I have a flip out screen, which means that while I shoot I can quickly tell if I’m getting the pictures I want. If your screen doesn’t flip out, I would recommend taking a few test shots, checking them, and then adjusting the height and angle of your camera accordingly. Taking a wider frame photo is always the best way to ensure you get a photo you will like – if it’s too wide you can crop it in easily!
Be experimental with your angles and height, sometimes shooting from a lower angle can make a picture 1000% better, sometimes shooting at a slight degree, instead of straight on, can also make a photo more interesting.
Hiding the remote
In some photos, like the one above, this won’t be an issue as the crop doesn’t include the hand I’m holding the remote in. BUT, if (like me) you like to take lifestyle photos that include your whole body, hiding the remote can be tricky!

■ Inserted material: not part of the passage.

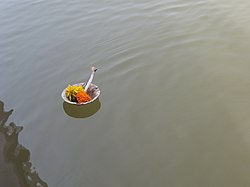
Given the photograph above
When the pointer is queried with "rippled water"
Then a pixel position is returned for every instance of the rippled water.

I have a couple of tricks for this – place your hand flat on your arm/leg/chest to hide the remote or place it behind you after triggering the shutter!
For example, in this photo the remote is in my left hand, and as I’m holding my rode with the same hand it is cleverly hidden! If I was taking a photo sat on my bed with my breakfast tray (as I often do) I would hide the remote under my leg or just behind me (my timer gives me three seconds to hide the remote and then pose!) before the shutter goes off.